A Terrible Intimacy: Interracial Life in the Slaveholding South

Jun 23, 2026 from 12:00 PM to Jun 23, 2026@ 01:00 PM
A Terrible Intimacy: Interracial Life in the Slaveholding South

Fully half the enslaved people in the South lived not on sprawling plantations but on small properties; this pattern prevailed in much of Virginia. Testimony from criminal trials in Prince Edward County reveals that cruelty was baked into the system, but also that in households of five, ten, fifteen, or twenty people, exploiters and exploited knew each other well. The enslaved, enslavers, overseers, and poor whites drank, played, slept, and even committed crimes together.

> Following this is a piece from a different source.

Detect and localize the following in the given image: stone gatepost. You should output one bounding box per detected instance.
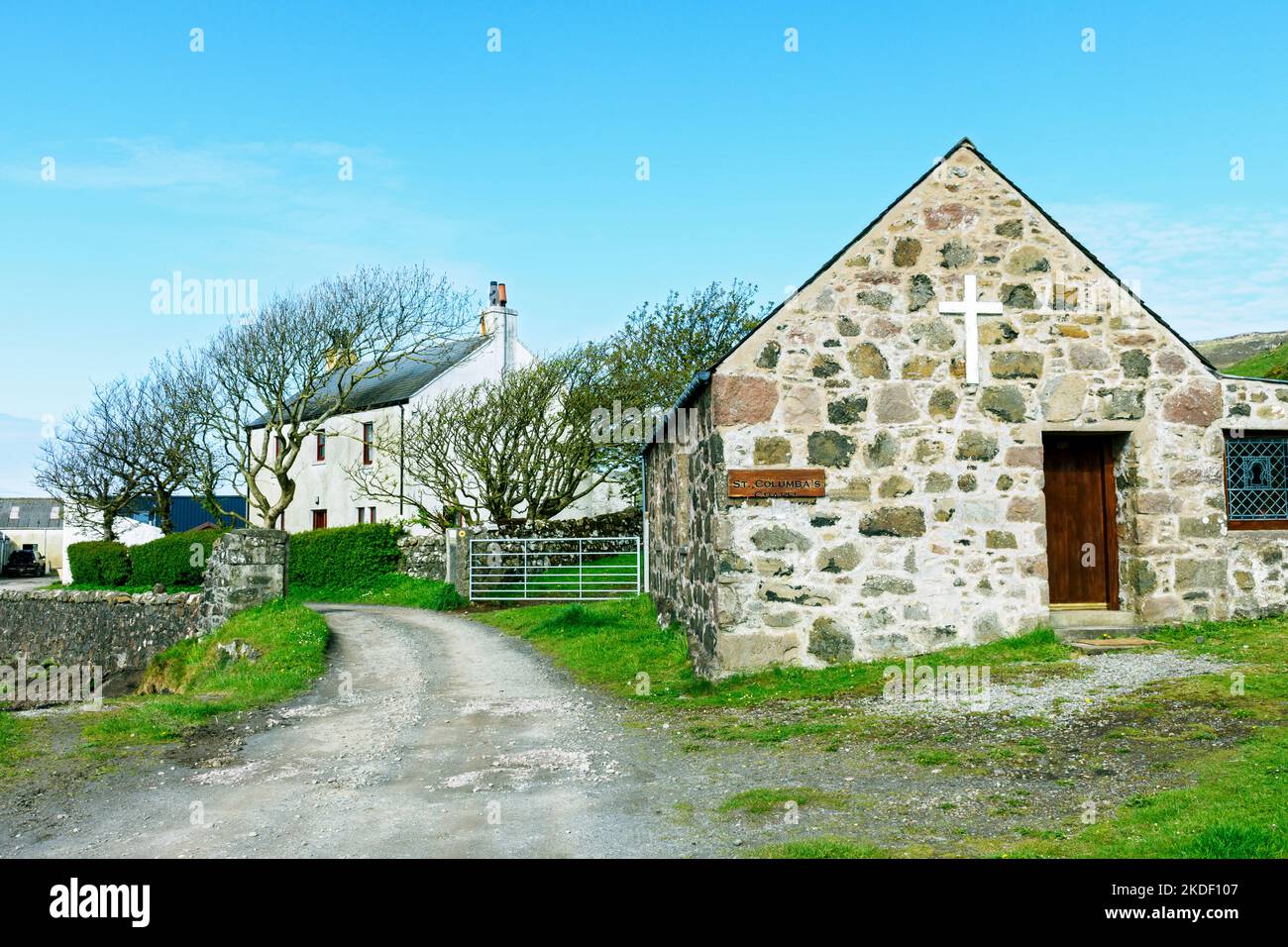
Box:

Yet whippings happened often, enslaved families were split up, and in 1861, most white men in Prince Edward County were ready to fight to defend the right to own other human beings. White Virginians recognized the humanity of their Black neighbors even as they remained committed to a system that abused and sometimes terrorized them.. Dr. Melvin Ely’s lecture will take a close look at interracial life in slaveholding Virginia. He researches and teaches the history of Black Americans, the South, popular culture and media, and race and ethnicity. Before joining William & Mary, he taught at Yale University, where he received both the Prize for Outstanding Scholarly Publication and Research and the Prize for Teaching Excellence, and he served as Fulbright Professor of American Studies at the Hebrew University of Jerusalem.